We claim that quality management and lean go tightly hand in hand. In DataOps, we can analyze quality management and Lean from two perspectives: 

  • What is the quality and how lean is the development process of the data products
  • How lean are the data pipelines, and what is the data quality of the product

Streamlining the development

From the development perspective, the idea is to continuously measure and analyze the process and make improvements and adjustments accordingly. When talking about the data development process, it is rather ironic if the development processes are not actually analyzed and optimized based on data and metrics. However, the weight on the optimization should not only be on the throughput of the team. As said, on a higher level, there is the quality present as well. 

It is not the easiest task to optimize the throughput and quality in a scalable cloud environment where the resources scale and the costs follow. As the engineering work also has a price tag, it is a delicate balance between time to market, performance, and scalability of the data pipelines and products – not forgetting about the Ops part with the maintenance costs. In the end, what we would like to see is a productive DataOps team and a well-working data platform delivering value with predictable run and development costs. The more standardized development patterns you have in place, the more predictable development and running costs you will have on your platform!

One solution for streamlining or speeding the development is to automate as many parts of the development process as possible. Pattern-based development methodologies and architecture make automation usually more effective.

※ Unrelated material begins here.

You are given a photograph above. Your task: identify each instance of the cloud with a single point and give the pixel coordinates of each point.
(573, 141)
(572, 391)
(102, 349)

However, you should always pay attention to the effort-gain ratio when starting to automate tasks; if you save one day of work by using ten days to automate the task, is it worth it? 

Balancing with the data quality

From the pipeline or product perspective, the focus should be architecturally consistent, robust, and trustworthy data pipelines and products that perform within the requirements. And then there is data quality.

Data quality can, of course, be measured and monitored as part of the DataOps, but data quality issues rarely have anything to do with data development. Mostly the quality issues of the business applications became visible on reports or analytics built on top of the data platform.

Some of the data quality issues can be addressed on the data platform, but you should always keep in mind that the correct place to fix the data quality issues is where the data is produced. The further downstream you go, the higher cost and the less impact the fix has. From the operations perspective, these and all other types of fixes should be done in a way that repairs the whole issue, not just the symptom.

You can read more on data quality management from our whitepaper: Data Quality Monitoring with Agile Data Engine. 

Summary

To achieve a harmonious balance between quality management and lean principles, organizations should adopt a holistic approach. By integrating Total Quality Management  and Lean methodologies into DataOps practices, we can foster a culture of continuous improvement and waste elimination throughout the product's lifecycle. Embracing data-driven decision-making and prioritizing value in the backlog, we can streamline development processes and enhance the efficiency, effectiveness and predictability of data products.